疲れる。疲れれば腹も減るし、汗もかけば喉も渇く。
「水…」
つい口に出す。
1時間そこそこでこの森から出られるなんて思ってはいないがいったいどれだけ歩けば抜け出せるのか。
次第にそんなことばかり考えるようになってきた。
そんなことばかり考えるようになったおかげで恐怖心は忘れた。
ガサガサ。
「はぅ…っ!!!!」
急に草が擦れ合う音がしたではないか。久々の自分以外が発する音に驚きのあまり「はぅ」が出た。
「何者だ!!」
低い声。冷静ながらもこちらを威嚇する低く重い声。
人?死後の世界初の人?
姿は…見えない。木々に反響しどこから聴こえているのかもはっきりしない。
俺の位置はバレてるだろう。
「あ、あの〜…僕まさに今日死んじゃって…新入りです〜…なんちゃって…」
声が震える。普通に怖い。だって死後だもの。言ってしまえば幽霊だもの。
「はぁ??何を言っておるのだ貴様。どこの国の者だと聞いておるのだ!」
荒くなる言葉。より一層威嚇味が強くなる。
「え!?に…日本!…です…。逆にあなたは…国違うんですか…?」
「ニホン?聞いたことないな。
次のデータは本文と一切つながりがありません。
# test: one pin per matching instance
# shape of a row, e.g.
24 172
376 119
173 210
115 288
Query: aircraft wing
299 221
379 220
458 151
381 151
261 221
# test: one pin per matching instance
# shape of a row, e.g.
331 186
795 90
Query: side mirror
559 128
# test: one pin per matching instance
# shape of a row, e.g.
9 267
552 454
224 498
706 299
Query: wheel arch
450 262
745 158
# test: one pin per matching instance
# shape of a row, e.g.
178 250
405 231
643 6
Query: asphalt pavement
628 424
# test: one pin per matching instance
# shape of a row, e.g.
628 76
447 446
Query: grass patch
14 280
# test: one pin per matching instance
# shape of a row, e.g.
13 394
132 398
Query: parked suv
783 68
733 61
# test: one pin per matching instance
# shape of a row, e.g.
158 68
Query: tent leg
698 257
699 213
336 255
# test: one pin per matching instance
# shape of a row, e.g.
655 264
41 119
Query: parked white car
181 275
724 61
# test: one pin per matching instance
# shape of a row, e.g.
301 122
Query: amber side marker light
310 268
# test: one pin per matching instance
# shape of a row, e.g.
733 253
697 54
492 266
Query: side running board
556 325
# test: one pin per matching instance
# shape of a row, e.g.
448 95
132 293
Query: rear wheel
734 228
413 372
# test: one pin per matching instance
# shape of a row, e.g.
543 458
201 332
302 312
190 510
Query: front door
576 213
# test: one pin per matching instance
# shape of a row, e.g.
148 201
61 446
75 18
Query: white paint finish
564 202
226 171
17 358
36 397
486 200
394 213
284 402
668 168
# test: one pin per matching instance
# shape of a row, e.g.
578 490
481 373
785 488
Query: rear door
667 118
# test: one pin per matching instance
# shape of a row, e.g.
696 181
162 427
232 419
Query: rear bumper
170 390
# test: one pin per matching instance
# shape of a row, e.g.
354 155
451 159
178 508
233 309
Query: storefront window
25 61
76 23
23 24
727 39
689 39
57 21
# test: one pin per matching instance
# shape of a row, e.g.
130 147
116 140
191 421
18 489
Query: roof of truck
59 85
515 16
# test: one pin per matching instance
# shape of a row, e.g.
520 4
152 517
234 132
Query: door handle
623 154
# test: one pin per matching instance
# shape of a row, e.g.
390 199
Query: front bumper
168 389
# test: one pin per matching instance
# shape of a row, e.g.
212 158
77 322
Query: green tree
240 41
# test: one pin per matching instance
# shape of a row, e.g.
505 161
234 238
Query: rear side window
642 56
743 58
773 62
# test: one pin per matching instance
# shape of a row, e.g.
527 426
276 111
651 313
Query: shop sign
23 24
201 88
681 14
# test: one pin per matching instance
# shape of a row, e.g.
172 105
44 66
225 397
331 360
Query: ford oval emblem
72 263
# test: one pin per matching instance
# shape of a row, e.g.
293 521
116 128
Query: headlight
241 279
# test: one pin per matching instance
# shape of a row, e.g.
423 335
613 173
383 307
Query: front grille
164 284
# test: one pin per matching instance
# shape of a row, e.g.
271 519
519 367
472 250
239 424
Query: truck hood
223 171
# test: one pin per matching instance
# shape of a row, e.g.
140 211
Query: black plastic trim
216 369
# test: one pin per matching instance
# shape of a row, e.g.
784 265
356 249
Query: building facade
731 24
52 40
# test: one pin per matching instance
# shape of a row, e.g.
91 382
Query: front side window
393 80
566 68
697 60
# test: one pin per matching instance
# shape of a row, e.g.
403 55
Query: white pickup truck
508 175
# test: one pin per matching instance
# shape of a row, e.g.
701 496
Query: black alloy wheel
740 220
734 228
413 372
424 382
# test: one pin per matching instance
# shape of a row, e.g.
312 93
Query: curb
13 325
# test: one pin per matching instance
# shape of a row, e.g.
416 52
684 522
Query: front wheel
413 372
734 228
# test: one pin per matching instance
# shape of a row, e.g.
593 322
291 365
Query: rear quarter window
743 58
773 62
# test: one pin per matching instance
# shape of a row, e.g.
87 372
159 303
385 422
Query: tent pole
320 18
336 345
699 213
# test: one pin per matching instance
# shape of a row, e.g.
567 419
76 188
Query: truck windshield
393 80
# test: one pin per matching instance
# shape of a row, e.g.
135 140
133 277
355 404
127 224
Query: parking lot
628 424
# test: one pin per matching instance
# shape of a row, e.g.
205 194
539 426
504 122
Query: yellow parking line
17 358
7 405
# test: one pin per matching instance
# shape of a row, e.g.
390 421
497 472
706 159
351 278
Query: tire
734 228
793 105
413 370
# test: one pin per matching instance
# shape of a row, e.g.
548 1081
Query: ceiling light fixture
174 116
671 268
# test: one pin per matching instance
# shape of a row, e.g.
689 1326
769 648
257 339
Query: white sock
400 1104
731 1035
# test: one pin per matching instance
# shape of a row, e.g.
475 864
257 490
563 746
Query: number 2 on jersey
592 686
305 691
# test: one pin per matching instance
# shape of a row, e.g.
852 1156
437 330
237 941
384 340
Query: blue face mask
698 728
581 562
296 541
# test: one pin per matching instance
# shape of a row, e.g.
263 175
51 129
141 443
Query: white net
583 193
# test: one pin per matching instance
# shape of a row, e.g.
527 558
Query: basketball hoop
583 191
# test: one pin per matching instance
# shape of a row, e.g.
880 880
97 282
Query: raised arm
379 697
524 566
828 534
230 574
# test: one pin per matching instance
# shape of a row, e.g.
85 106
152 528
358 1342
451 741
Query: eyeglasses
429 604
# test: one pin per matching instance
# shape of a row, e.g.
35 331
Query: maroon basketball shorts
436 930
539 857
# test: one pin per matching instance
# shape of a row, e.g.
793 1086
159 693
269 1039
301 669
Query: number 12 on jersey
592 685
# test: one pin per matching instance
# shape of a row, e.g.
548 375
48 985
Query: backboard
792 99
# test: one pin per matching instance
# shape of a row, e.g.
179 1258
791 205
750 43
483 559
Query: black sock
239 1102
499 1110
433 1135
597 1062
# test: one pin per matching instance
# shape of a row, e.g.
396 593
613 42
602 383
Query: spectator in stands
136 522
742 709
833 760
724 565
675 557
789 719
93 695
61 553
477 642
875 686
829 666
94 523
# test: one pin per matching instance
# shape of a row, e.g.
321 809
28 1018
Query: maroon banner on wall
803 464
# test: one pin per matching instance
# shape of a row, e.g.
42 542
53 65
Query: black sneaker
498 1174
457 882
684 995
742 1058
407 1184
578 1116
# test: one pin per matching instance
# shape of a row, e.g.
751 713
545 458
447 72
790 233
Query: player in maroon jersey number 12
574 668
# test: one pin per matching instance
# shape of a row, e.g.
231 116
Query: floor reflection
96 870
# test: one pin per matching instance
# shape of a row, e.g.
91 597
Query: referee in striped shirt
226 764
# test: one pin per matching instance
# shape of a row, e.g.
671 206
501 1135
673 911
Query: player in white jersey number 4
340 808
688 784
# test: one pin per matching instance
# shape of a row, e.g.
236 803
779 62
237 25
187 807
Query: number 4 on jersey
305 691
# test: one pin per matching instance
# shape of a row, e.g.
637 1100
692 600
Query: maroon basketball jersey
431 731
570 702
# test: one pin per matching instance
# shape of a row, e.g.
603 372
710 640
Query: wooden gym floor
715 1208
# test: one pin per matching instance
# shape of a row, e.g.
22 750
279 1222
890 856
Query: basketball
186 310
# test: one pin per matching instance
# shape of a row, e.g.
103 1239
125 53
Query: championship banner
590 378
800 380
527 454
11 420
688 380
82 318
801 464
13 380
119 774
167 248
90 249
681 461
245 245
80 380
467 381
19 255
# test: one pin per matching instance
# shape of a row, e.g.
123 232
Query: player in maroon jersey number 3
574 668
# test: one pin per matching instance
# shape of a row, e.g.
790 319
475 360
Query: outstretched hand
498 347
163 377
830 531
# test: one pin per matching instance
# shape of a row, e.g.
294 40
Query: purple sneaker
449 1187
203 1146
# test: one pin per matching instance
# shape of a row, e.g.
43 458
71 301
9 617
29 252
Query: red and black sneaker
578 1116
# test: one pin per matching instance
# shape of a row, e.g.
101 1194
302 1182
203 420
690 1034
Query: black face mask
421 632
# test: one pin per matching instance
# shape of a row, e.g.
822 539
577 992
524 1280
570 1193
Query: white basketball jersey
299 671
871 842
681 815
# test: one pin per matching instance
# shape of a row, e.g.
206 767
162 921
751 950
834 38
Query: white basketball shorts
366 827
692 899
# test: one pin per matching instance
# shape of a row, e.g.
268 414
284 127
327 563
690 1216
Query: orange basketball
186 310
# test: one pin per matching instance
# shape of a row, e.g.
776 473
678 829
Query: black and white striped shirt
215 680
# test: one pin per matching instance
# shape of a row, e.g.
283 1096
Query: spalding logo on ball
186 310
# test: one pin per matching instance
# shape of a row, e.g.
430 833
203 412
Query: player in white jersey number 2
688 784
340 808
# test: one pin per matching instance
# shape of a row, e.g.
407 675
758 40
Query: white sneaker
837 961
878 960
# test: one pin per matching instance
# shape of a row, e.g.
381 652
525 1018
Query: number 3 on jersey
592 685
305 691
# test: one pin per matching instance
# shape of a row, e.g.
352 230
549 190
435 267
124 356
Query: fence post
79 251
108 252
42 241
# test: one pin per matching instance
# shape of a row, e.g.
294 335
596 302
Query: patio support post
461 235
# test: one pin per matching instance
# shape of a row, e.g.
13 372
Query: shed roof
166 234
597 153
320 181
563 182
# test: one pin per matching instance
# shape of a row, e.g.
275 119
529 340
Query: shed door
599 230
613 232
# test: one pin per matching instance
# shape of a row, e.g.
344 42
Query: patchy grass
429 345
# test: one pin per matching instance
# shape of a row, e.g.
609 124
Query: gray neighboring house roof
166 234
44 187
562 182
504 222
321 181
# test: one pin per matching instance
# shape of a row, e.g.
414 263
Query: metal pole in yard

適当な事をぬかしおったらタダじゃおかんぞ!」
相変わらず姿は現さない。
「え…いやあなた日本語喋ってるじゃないですか!適当な事言ってるのはどっちだ!……ですか!」
「何の話だ!わけわからんこと言いよって!とにかく貴様は玉藻の国の者ではないな!捕らえる!」
「な…なんだ!タマモ…?世界地図見るのが好きな俺でも聞いたことないぞ!…ですよ!」
ガサガサガサガサ!!
後ろか!!
よくわからないが偉そうでムカつくから返り討ちにしてやる!!
俺はバッ!と後ろを振り向いた。
ん?
直径1m50cm程の球体に30cm程の手足が生えており球体の真ん中には1つ目がある。
「タマモの領土ぞ!貴様を禍仇怪とみなす!」
…なんかよくわからないが……ヤバイ気がする。